My husband, Jeremy Clarke, wrote the Low Life column in this magazine for twenty-three years until his death in May. In one of his columns, he wrote about how, after the sale of his mother’s house in Devon (where he’d lived for thirty years), he sent two Mercedes Sprinter van loads of stuff, mostly books, here to Provence. Seventy boxes arrived, containing around 2,500 volumes. The shelves on the few straight walls in the cave house were already full, so the new arrivals were stored in an adjacent rough cave alongside 100 years’ worth of tools and junk.

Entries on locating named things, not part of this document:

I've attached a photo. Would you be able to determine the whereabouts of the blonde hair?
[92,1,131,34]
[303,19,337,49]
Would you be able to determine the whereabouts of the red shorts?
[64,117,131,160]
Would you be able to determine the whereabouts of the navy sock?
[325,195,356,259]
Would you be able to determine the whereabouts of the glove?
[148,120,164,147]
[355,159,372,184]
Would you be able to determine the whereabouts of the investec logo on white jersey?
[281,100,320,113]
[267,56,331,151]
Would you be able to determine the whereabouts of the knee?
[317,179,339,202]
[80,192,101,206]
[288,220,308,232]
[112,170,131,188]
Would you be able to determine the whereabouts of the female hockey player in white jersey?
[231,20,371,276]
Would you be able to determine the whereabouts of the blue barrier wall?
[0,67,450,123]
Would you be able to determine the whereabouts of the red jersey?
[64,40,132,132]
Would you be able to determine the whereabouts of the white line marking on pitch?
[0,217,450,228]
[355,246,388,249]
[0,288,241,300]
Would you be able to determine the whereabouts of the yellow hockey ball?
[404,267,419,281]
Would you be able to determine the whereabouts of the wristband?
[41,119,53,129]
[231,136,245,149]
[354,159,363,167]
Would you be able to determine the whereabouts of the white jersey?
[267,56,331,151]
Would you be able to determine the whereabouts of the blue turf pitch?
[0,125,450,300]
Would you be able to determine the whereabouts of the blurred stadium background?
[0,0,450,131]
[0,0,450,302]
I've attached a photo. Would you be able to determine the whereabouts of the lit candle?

He spent so much time in bed reading that some weeks he had nothing to write about
They’ve been there for three years. The books were Jeremy’s only real possessions and he loved them. He wanted them kept together in a room where he could sit in a comfy chair to read. This room was also to be a gym (or at least have space for a mat and weights) and occasionally a nightclub, he decided. He made a start digging to level the floor but it was never completed. He was too ill for manual labor by then and we had no money to pay for it to be done.
In anticipation of writing about his books, I went next door, pushed my way into the dirty old cave, pulled out a box at random and brought it through to the kitchen. Beside me now, among others, are three books on writing, a collection of essays, a collection of African short stories, and works by Cormac McCarthy, William Faulkner, Anton Chekhov, William Golding, Albert Camus, John Steinbeck and Ian Fleming. Hypermasculine as this list might seem, even without Ernest Hemingway and Evelyn Waugh (which are on cozy shelves in the study downstairs), these authors came second in Jeremy’s affections. The works of Virginia Woolf and Katherine Mansfield are placed lovingly on shelves in the bedroom alongside poetry anthologies, memoirs and diaries, books of letters and literary biographies.

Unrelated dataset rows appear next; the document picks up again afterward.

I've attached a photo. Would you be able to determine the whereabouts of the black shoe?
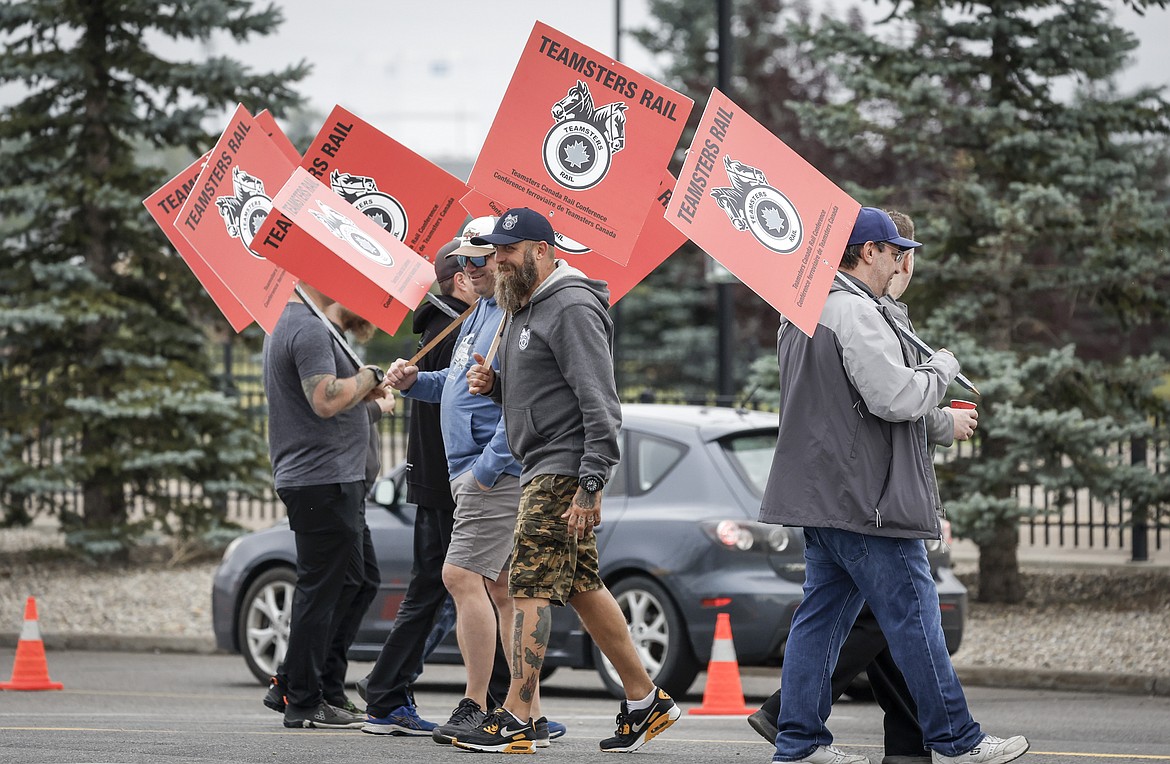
[452,708,536,753]
[284,701,365,730]
[601,687,682,753]
[264,676,284,714]
[431,697,488,745]
[534,716,569,748]
[748,709,780,745]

Jeremy didn’t annotate books. He preferred to copy words, sentences and passages he liked into notebooks.
evanesce: fade out of sight
adventitious: coming from outside
The couple were ‘contending amicably’ whether they were on the right path.
The novel is a kind of discourse and a frame of mind. As a frame of mind, it questions and subverts all totalizing systems by the liberating power of laughter and the celebration of the body.

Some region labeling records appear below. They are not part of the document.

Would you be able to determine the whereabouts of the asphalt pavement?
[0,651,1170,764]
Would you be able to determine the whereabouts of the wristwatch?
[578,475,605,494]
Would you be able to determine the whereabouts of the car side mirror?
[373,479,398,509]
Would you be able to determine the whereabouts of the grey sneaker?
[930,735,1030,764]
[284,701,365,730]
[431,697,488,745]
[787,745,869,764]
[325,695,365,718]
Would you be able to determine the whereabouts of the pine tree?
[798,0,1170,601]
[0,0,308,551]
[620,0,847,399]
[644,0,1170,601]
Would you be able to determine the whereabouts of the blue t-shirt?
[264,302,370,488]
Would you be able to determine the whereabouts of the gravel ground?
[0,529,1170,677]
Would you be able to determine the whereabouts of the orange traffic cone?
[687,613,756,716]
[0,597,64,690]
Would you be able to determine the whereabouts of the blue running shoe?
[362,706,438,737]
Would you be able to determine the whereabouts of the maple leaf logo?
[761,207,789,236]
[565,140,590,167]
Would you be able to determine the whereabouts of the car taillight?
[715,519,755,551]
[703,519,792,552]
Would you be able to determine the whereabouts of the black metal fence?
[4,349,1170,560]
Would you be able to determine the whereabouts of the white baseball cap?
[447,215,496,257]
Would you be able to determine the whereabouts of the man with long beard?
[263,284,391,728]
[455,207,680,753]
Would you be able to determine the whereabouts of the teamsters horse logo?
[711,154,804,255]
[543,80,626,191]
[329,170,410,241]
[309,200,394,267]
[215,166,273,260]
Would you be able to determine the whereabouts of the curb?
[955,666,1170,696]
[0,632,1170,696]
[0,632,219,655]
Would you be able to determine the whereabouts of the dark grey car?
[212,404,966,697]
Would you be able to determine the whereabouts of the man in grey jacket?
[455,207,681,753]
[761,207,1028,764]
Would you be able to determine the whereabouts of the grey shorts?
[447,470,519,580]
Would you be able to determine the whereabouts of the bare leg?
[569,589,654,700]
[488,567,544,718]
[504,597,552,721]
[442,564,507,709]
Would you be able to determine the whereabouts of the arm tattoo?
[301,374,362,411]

The food wasn’t very good but at least it was pretentious.
Jim wants me to go out with other men so that he will have something to write about.
None of the above, from a page in one of Jeremy’s notebooks, is attributed except the last, to Nora Barnacle, wife of James Joyce.
Jeremy described himself as a reader who writes. I thought of myself as a reader, but I was totally outclassed by Jeremy, who even when fit and well could, and indeed preferred, to read all day, every day and most evenings. His reading verged on addiction. He liked to read in bed, a habit developed living in his mother’s large house which, apart from the TV room and small kitchen, was cold. There was an anglepoise lamp on the bedside table and he was warm and comfortable in bed. He said that reading was “food” for his brain. In Devon, he spent so much time in bed reading that some weeks he’d only ventured to the local Sainsbury’s and had nothing to write about.
By the time I was thirty-five, I’d read most of the Brontës, Jane Austen and Iris Murdoch; the writings to date of Margaret Atwood and A.S. Byatt, some Woolf, Muriel Spark, Graham Greene, Waugh, Joyce and much else. I’d tackled Proust but, exhausted by nursing shifts and three small children, and defeated by the interminably long sentences and my ignorance (pre-internet) of the Dreyfus affair, I’d given up halfway through Sodom and Gomorrah. I’d also read lesser fiction, but uneducated, pushing forty and short of time, I determined from then on to read only literary works.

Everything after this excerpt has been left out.